Damn it! Why didn't they do that while he was in the back and they could muscle him around? The vet then instructs me that I am to “hold” this beast while he shoots practical arrows into his rump. I really want to know how many Q-Tips are in that jar now. Why can’t these people take my dog, go away and bring him back new? I straddle Chunk like the moose he is and brace for impact as I know this to be a bumpy ride. I wonder, how buck can you get with your own dog before they would think about calling the equivalent of Child Protective Services on you? I know from experience I can body slam him into submission – I have bathed him a time or two.

The first shot is attempted. I can practically hear Chunk yell obscenities at the doctor as he bucks and huffs and puffs through his muzzle. He is jerking like a bull at a rodeo and I am holding on for dear life. Then I hear the doctor say, I missed. What?? We have to do this again? The doctor is standing there with a wild look in his eyes and a needle in his hand. He eyes Chunk and Chunk’s brown eyes widen in fear. I tighten my grip once again and bury my face into his neck. Again, the rodeo bull is bucking and thrashing and in a finale of bucking he rears his head and knocks me straight in the jaw. I see stars and an instant headache starts pounding in my head. I reach for my chin and I can already feel a lump forming. Neat. My dog just totally chin checked me.
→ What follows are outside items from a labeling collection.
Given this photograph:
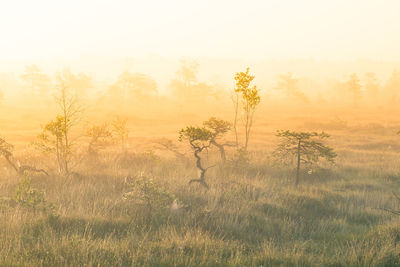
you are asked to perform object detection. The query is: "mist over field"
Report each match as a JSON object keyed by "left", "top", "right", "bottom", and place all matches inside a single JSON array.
[{"left": 0, "top": 0, "right": 400, "bottom": 266}]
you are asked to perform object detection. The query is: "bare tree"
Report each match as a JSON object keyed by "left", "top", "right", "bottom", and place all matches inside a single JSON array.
[
  {"left": 203, "top": 117, "right": 232, "bottom": 162},
  {"left": 179, "top": 126, "right": 213, "bottom": 189},
  {"left": 111, "top": 117, "right": 129, "bottom": 153},
  {"left": 35, "top": 74, "right": 82, "bottom": 176}
]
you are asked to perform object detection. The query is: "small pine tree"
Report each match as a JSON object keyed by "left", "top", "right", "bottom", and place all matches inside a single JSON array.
[{"left": 273, "top": 130, "right": 337, "bottom": 186}]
The next two shots are less eventful and the doctor gives me instructions for Chunks care. After all the commotion I forget that he can’t poop and both of his ears are infected. I buy every prescription imaginable and some treats to hide the pills in and after paying a grand total of $236 to have my dog beaten, molested, stabbed and have my jaw crushed, we head back out to the car. I need a coffee, a nap and an ice pack.


*Probably trying to out-count me, but I already committed the number to memory. 55.